The oracle bone symbolizes tradition, the past, and the power of storytelling. Oracle bones connect Precious Auntie to her family after her father, the famous Bonesetter, dies. When Precious Auntie becomes LuLing’s nursemaid, she loses her identity as the daughter of a revered, famous bonesetter and healer. Furthermore, because Precious Auntie cannot claim LuLing as her daughter, she is also unable to pass down her family lineage to LuLing, who is its rightful inheritor. Precious Auntie cannot explicitly pass down her father’s wisdom to LuLing, but she can give LuLing the oracle bone to symbolize LuLing’s rightful place among the family of bonesetters.
Oracle bones also symbolize the power of storytelling and writing to preserve tradition and immortalize memory. In ancient China, diviners would inscribe questions into the surface of oracle bones for the gods to answer. Because diviners often carved their questions into the bones with a sharp tool, the writing survived the ravages of time. The written language on the oracle bones shows how documenting history in writing can transmit messages across time and immortalize the past. After all, it is through writing that Precious Auntie shares her life story with LuLing—it’s also through writing that LuLing later passes down her life story to Ruth. The novel ends as Ruth sits in her office and prepares to begin her own written contribution toward documenting her family’s heritage.
However, bones also carry negative connotations. Precious Auntie believes the bones her family has removed from the Monkey’s Jaw cave belong to their ancestor, who has placed a curse on the family as revenge for disturbing his grave. After Precious Auntie’s suicide, Mother orders for the body to be thrown into the quarry behind the Liu compound. A central part of LuLing’s guilt over Precious Auntie’s death—and the reason Precious Auntie has cursed LuLing—is that she failed to retrieve the bones and honor Precious Auntie with a proper burial. So, while the oracle bone symbolizes the rich cultural lineage that Precious Auntie passes down to LuLing, bones in general also reflect how inherited curses, traumas, and anxieties from the past that can continue to haunt people.
Bones Quotes in The Bonesetter’s Daughter
“I hope you will still forgive me. Please know that my life has been miserable ever since you left me. That is why I ask you to take my life, but to spare my daughter if the curse cannot be changed. I know her recent accident was a warning.”
I searched for her until dusk. By then, my eyes were swollen with dust and tears. I never found her. And as I climbed back up, I was a girl who had lost part of herself in the End of the World.
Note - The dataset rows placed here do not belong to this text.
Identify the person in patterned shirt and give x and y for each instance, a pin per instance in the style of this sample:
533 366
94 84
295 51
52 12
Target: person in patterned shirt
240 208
She understood more clearly why her mother had always wanted to find Precious Auntie’s bones and bury them in the proper place. She wanted to walk through the End of the World and make amends. She wanted to tell her mother, “I’m sorry and I forgive you, too.”
Ruth began to cry. Her grandmother had a name. Gu Liu Xin. She had existed. She still existed. Precious Auntie belonged to a family. LuLing belonged to that same family, and Ruth belonged to them both. The family name had been there all along, like a bone stuck in the crevices of a gorge. LuLing had divined it while looking at an oracle in the museum. And the given name had flashed before her as well for the briefest of moments, a shooting star that entered the earth’s atmosphere, etching itself indelibly in Ruth’s mind.